Under the terms of the agreement, Santhera will grant Catalyst exclusive commercialisation rights to vamorolone in North America, comprising the US, Canada and Mexico. At closing, Santhera will receive an upfront cash payment of USD $75 million.
In addition, Catalyst will make an equity investment of USD $15 million through the purchase of 14,146,882 treasury shares at a price of CHF 0.9477 per share which corresponds to the ten-day volume-weighted average price ending two days prior to signing of the agreement, subject to a six-month post-closing lock-up and standstill.
Use of proceeds from the equity investment will support Phase 4 studies in DMD and joint development of additional indications. Upon US FDA approval of vamorolone in DMD, a decision expected on October 26, 2023 (PDUFA date), Santhera would receive an additional USD 36 million from Catalyst, of which Santhera would pay contractually agreed third-party regulatory milestone obligations (USD $26 million).
Furthermore, Catalyst may pay Santhera sales-based milestones of up to USD $105 million as well as up to low-teen percentage royalties and will assume corresponding third-party royalty obligations of Santhera on vamorolone sales in all indications in NA.
Santhera CEO Dario Eklund said: “Duchenne muscular dystrophy is a devastating condition.
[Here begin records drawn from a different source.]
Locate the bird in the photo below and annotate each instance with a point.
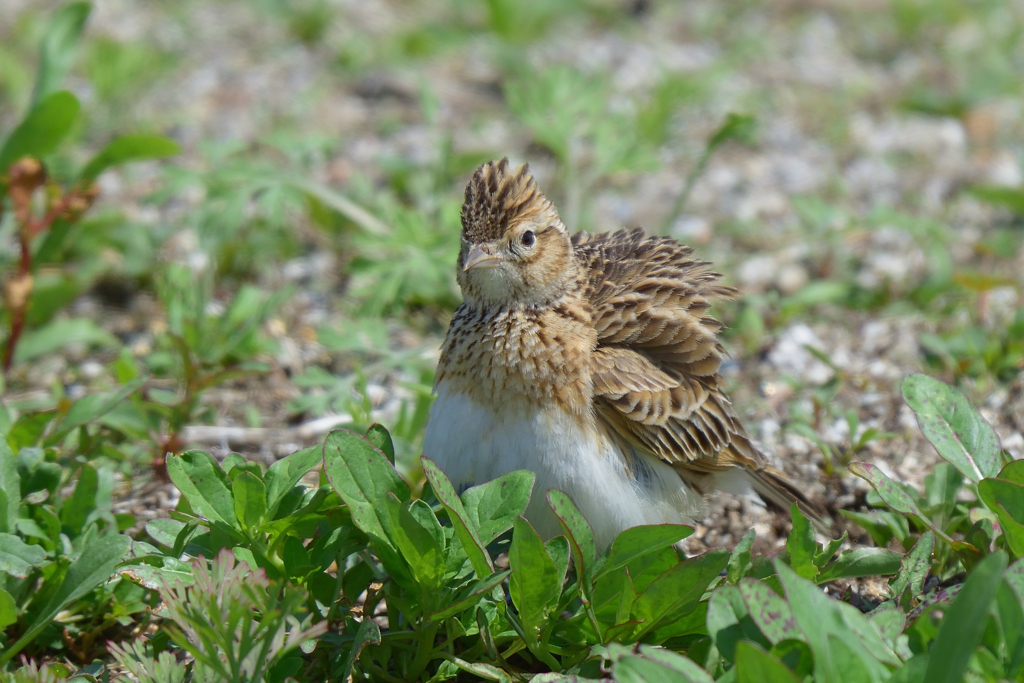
(592, 360)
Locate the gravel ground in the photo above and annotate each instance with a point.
(826, 93)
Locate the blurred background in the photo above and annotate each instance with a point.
(854, 167)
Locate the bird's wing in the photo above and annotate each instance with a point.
(655, 368)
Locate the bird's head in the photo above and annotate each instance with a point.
(515, 249)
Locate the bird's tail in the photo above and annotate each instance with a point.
(772, 486)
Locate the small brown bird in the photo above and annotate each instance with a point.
(591, 360)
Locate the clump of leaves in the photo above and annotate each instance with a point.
(45, 208)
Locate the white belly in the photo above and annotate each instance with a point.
(473, 445)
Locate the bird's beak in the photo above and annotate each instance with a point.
(478, 258)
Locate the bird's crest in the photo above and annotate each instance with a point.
(499, 197)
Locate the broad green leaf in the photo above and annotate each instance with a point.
(659, 669)
(57, 49)
(536, 584)
(1006, 499)
(94, 566)
(677, 592)
(818, 617)
(1015, 577)
(361, 474)
(284, 474)
(471, 542)
(953, 426)
(471, 595)
(729, 622)
(801, 545)
(756, 666)
(578, 530)
(295, 558)
(58, 333)
(250, 500)
(164, 531)
(128, 148)
(88, 409)
(900, 501)
(965, 621)
(207, 488)
(420, 548)
(10, 486)
(493, 507)
(41, 131)
(17, 558)
(913, 568)
(379, 436)
(77, 507)
(169, 571)
(368, 634)
(637, 542)
(860, 562)
(8, 609)
(739, 561)
(769, 611)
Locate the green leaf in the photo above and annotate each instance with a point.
(637, 542)
(471, 595)
(964, 623)
(58, 46)
(676, 593)
(8, 609)
(900, 501)
(363, 476)
(128, 148)
(10, 486)
(535, 585)
(1006, 499)
(657, 666)
(250, 500)
(578, 530)
(42, 129)
(860, 562)
(284, 474)
(913, 568)
(493, 507)
(93, 567)
(756, 666)
(207, 488)
(82, 501)
(729, 622)
(17, 558)
(739, 561)
(420, 548)
(89, 409)
(769, 611)
(471, 542)
(824, 622)
(956, 430)
(368, 634)
(801, 545)
(379, 436)
(58, 334)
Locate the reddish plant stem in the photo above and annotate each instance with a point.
(27, 233)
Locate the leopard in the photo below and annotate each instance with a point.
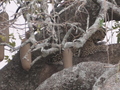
(90, 47)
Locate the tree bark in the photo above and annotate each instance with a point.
(14, 77)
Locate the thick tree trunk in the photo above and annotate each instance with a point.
(14, 77)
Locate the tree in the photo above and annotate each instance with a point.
(72, 26)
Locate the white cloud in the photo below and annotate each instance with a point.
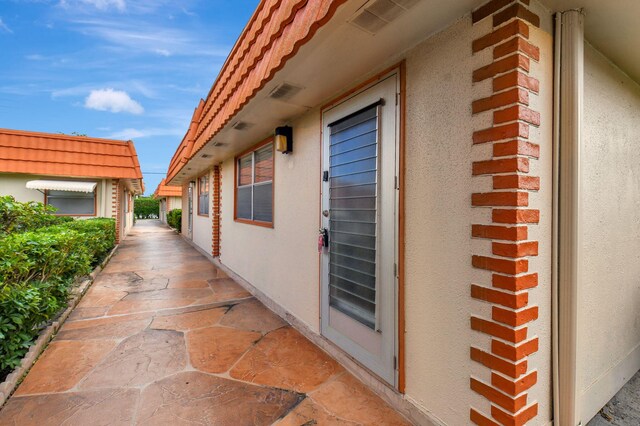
(112, 100)
(4, 27)
(162, 52)
(120, 5)
(140, 36)
(130, 133)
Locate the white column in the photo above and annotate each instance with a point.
(570, 115)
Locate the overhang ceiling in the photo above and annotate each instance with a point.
(323, 68)
(612, 27)
(326, 64)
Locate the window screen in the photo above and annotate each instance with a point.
(72, 203)
(203, 195)
(254, 192)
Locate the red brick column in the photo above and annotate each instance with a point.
(216, 203)
(115, 206)
(507, 227)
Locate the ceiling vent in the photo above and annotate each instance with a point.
(375, 14)
(284, 91)
(241, 125)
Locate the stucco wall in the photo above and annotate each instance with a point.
(609, 289)
(202, 224)
(173, 203)
(438, 215)
(289, 272)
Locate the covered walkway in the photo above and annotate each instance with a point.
(163, 337)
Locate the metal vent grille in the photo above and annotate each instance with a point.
(377, 13)
(241, 125)
(284, 91)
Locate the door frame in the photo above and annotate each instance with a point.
(399, 69)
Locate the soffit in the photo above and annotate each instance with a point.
(338, 56)
(612, 27)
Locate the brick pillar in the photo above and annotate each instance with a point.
(115, 206)
(216, 203)
(507, 162)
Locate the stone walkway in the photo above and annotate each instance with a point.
(623, 409)
(165, 338)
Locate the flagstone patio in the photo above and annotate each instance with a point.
(163, 337)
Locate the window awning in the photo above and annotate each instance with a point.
(62, 185)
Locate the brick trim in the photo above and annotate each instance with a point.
(216, 211)
(507, 351)
(115, 206)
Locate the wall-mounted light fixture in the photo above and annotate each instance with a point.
(284, 139)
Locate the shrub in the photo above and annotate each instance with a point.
(21, 217)
(52, 254)
(38, 263)
(98, 236)
(23, 308)
(174, 219)
(146, 208)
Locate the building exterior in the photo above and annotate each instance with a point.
(169, 197)
(81, 176)
(456, 220)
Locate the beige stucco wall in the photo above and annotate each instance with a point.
(173, 203)
(185, 211)
(202, 224)
(439, 217)
(283, 261)
(609, 280)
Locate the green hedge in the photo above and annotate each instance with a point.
(146, 208)
(37, 268)
(21, 217)
(174, 219)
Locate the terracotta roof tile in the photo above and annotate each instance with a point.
(275, 32)
(164, 190)
(63, 155)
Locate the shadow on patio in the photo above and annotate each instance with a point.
(164, 337)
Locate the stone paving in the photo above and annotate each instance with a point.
(163, 337)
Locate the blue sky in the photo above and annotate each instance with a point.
(123, 69)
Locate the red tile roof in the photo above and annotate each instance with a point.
(164, 190)
(275, 32)
(63, 155)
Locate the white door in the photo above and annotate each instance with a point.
(190, 208)
(359, 205)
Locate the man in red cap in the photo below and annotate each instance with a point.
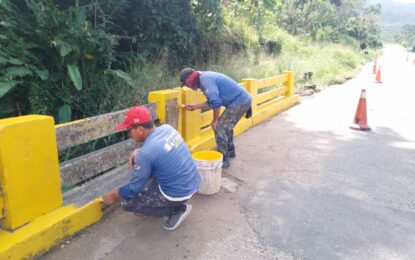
(165, 175)
(220, 90)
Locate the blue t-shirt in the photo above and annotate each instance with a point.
(166, 157)
(221, 90)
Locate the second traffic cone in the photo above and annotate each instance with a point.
(360, 118)
(378, 78)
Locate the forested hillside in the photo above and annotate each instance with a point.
(77, 58)
(398, 21)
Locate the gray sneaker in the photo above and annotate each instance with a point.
(174, 221)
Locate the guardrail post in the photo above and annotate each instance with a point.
(192, 120)
(29, 169)
(290, 83)
(168, 104)
(251, 86)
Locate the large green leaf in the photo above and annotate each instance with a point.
(75, 75)
(64, 49)
(6, 86)
(64, 114)
(123, 75)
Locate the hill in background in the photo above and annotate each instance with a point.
(395, 14)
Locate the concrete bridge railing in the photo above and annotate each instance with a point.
(34, 212)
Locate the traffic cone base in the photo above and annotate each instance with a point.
(360, 118)
(360, 127)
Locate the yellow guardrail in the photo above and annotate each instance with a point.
(269, 97)
(32, 215)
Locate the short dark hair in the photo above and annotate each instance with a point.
(184, 74)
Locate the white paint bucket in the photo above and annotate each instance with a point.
(209, 164)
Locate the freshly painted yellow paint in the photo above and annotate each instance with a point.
(161, 97)
(48, 230)
(266, 96)
(1, 206)
(272, 108)
(195, 124)
(29, 169)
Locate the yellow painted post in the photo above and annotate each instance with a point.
(29, 169)
(161, 97)
(290, 83)
(192, 120)
(1, 204)
(252, 88)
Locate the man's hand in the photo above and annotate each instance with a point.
(214, 124)
(131, 160)
(190, 107)
(111, 197)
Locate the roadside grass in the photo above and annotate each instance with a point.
(330, 64)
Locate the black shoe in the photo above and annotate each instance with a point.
(226, 164)
(175, 220)
(232, 154)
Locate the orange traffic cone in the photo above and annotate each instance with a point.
(378, 78)
(360, 118)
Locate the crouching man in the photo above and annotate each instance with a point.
(165, 175)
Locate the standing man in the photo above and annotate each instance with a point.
(220, 90)
(165, 175)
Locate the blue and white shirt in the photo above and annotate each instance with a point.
(166, 157)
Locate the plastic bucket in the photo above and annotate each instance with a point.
(209, 164)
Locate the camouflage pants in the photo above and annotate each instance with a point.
(151, 202)
(224, 129)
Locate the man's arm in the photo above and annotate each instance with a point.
(216, 113)
(197, 106)
(139, 178)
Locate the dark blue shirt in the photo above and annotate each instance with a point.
(166, 157)
(221, 90)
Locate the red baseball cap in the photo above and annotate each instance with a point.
(135, 116)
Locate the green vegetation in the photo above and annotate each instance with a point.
(78, 58)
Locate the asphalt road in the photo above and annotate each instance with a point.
(308, 187)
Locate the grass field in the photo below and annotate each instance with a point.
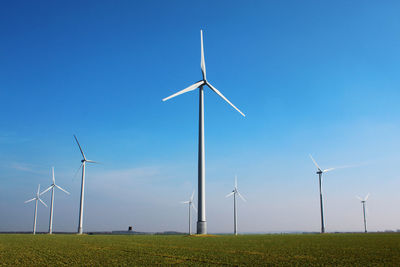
(149, 250)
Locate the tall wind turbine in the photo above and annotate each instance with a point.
(201, 215)
(36, 200)
(363, 200)
(190, 205)
(52, 186)
(235, 192)
(83, 165)
(320, 172)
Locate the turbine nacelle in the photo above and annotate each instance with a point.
(202, 82)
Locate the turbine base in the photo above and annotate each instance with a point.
(201, 227)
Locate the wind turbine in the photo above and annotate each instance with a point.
(320, 172)
(201, 215)
(52, 199)
(83, 165)
(363, 200)
(190, 205)
(36, 200)
(235, 192)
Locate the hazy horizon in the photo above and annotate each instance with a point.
(312, 78)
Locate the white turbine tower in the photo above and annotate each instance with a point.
(235, 192)
(201, 215)
(36, 200)
(190, 205)
(320, 172)
(52, 186)
(363, 201)
(83, 165)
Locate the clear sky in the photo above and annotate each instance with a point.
(313, 77)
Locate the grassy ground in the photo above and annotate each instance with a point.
(251, 250)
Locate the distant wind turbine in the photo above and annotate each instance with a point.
(201, 218)
(190, 205)
(83, 165)
(320, 172)
(36, 200)
(235, 192)
(363, 201)
(52, 186)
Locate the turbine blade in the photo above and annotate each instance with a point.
(188, 89)
(194, 207)
(230, 194)
(91, 161)
(224, 98)
(240, 195)
(78, 170)
(30, 200)
(51, 186)
(203, 63)
(315, 163)
(59, 187)
(328, 170)
(83, 155)
(42, 202)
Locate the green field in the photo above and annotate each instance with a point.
(149, 250)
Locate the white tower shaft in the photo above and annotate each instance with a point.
(35, 216)
(201, 214)
(80, 229)
(321, 202)
(365, 219)
(234, 214)
(51, 211)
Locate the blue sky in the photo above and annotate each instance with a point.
(311, 77)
Everyone at Santhera has been working diligently to advance vamorolone in order to make this important treatment option available to patients.”
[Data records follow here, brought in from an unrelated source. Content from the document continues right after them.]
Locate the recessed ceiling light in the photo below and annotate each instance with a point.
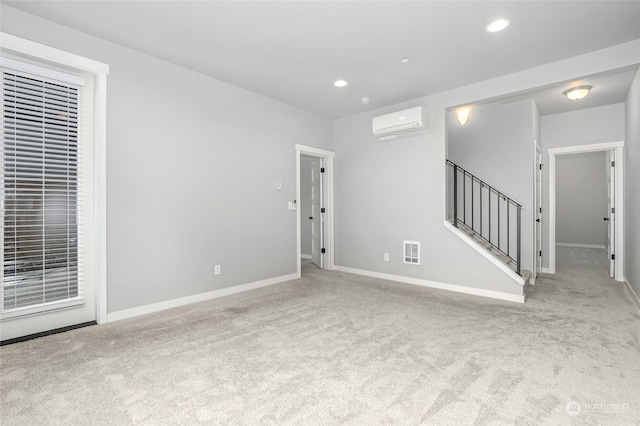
(463, 116)
(577, 93)
(498, 25)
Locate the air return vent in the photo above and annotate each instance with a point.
(411, 252)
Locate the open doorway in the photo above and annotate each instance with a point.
(315, 224)
(587, 227)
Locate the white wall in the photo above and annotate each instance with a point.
(192, 164)
(581, 194)
(496, 145)
(391, 191)
(305, 204)
(632, 188)
(582, 127)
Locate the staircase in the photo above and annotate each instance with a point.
(490, 218)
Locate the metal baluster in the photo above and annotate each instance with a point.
(473, 210)
(518, 247)
(508, 227)
(455, 195)
(464, 197)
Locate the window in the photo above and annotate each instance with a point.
(42, 263)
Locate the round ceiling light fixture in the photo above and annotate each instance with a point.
(498, 25)
(577, 93)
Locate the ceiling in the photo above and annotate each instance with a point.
(293, 51)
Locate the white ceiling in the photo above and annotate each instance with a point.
(294, 50)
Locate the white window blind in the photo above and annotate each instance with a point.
(41, 194)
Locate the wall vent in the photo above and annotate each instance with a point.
(411, 250)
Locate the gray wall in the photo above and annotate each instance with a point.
(192, 165)
(496, 145)
(581, 194)
(582, 127)
(632, 189)
(390, 191)
(305, 204)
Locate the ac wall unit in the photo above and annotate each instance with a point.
(389, 125)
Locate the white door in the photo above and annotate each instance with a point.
(611, 217)
(537, 250)
(316, 213)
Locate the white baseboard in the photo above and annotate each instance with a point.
(581, 245)
(201, 297)
(434, 284)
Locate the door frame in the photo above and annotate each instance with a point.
(618, 155)
(328, 189)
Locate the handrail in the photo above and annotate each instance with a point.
(488, 227)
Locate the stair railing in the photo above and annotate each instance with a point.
(487, 213)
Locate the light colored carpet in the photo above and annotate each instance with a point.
(335, 348)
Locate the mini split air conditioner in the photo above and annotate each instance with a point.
(389, 125)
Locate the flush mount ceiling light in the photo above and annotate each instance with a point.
(577, 93)
(463, 116)
(498, 25)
Eklund continued: “We believe Catalyst is well placed to maximise the value of vamorolone and, subject to regulatory approval, ensure patients in North America receive this transformational therapy as quickly as possible. Catalyst has a track record of success in the rare disease and neuromuscular space and is our commercial partner of choice for North America with an established infrastructure and commitment to patients.”
In Europe, Santhera plans to commercialise vamorolone in key geographies (including Germany, France, UK, Italy, Spain, Benelux), and will seek partners for commercialisation in all other countries. Market access, the build-up of a core organisation and stakeholder engagement activities in these priority countries are ongoing.
Already ahead of the European approval decisions expected at year-end, the early access programs submitted in the UK and France could allow treatment of first DMD patients with vamorolone. For certain countries, where Santhera chooses not to market vamorolone directly, including certain European countries and Japan, it has granted Catalyst a right of first negotiation in partnering discussions.
The new drug application for vamorolone in DMD is under review in the US by FDA, which has set October 26, 2023 as the Prescription Drug User Fee Act date for its regulatory decision on approval. In Europe, the review of the marketing authorisation application (MAA) for vamorolone by the European Medicines Agency is ongoing.
An opinion from the Committee for Medicinal Products for Human Use is expected in Q3-2023, followed by an approval decision by the European Commission in late 2023. In the UK, a corresponding MAA is under review by the Medicines and Healthcare products Regulatory Agency. Subject to approvals, vamorolone could be launched in both the first EU countries and the US in late 2023 and early in the first quarter 2024, respectively.
For indications in addition to DMD, Santhera and Catalyst will establish a joint steering committee to undertake the joint clinical development of vamorolone for global indications, in which both parties would participate in the development process and funding.
The closing of the transaction is expected to occur early in the third quarter 2023, subject to customary conditions and regulatory clearances in the United States.